Yes, all your programs will run.  Everything will work exactly as it did before you cloned it.



> Since OS X is UNIX based, I was led to believe that programs are referenced to the original mounted disk they were installed on (in my case &#8220;Macintosh HD&#8221.


Eh?  No, this isn't how UNIX works.  UNIX references the disks by their device name, which you have no control over (for example, "sda," "sdb," etc.).  The "name" you give your hard drive ("Macintosh HD") is just another benign attribute of your hard drive.  You can even change the name of your hard drive without any adverse effects: try it!  Name your hard drive "Banana" and have at it -- everything will hum along just as before. 



> Since the new disk cannot have the exact same name as any other mounted disk I will have to use a name other than Mackintosh HD to clone the original disk to the new one.


Not true.  You can have two identically named volumes/hard drives in Mac OS X.  Try it -- plug in a USB hard drive (or a second internal hard drive) and name it exactly the same name as your Mac OS X boot drive -- everything works fine.



> I also have a concern that on my current boot disk is Windows XP running under parallels.

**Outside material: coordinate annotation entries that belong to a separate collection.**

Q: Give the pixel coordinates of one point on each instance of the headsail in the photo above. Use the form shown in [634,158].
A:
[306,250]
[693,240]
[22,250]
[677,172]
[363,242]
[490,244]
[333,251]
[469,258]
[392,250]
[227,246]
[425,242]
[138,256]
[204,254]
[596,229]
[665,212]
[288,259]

Will these programs also copy the Windows partition (NTFS) as well?


That depends -- did you install Windows via Boot Camp, and are using Parallels with your Boot Camp partition?  If so, then no, neither CCC nor SuperDuper! copy your Boot Camp partition.

If you used Parallels to install Windows and installed Windows into a virtual disk, then yes -- both CCC and SuperDuper! will copy that just fine, and Windows will run just as it did before you cloned your drive.



> I need to replace my original hard drive as it getting full and I do not want to reinstall everything from scratch.


Do it -- storage is cheap these days.  You can also simply install another hard drive in your Mac Pro and run your system with two drives -- you can copy non-application and non-system data to the second hard drive, like your music files, photos, movies, etc.  That would clear up space on your boot drive, negating the need to clone your drive at all.


----------



## lazerbeam (Apr 25, 2009)

Thanks.  I tried to rename a disk that had a couple of files on it and it lost the files in the process. The second time I tried to rename another disk Macintosh HD and it would let me continues "Disk is in use"...  So I gave up. That is why I came to the (false) conclusion that you could not duplicate disk volume names with OS X. Anyway, thanks again. Will be replacing my original 250 Gb mac disk with a 1 TB. All my other slots are full with 500 Gb drives.


----------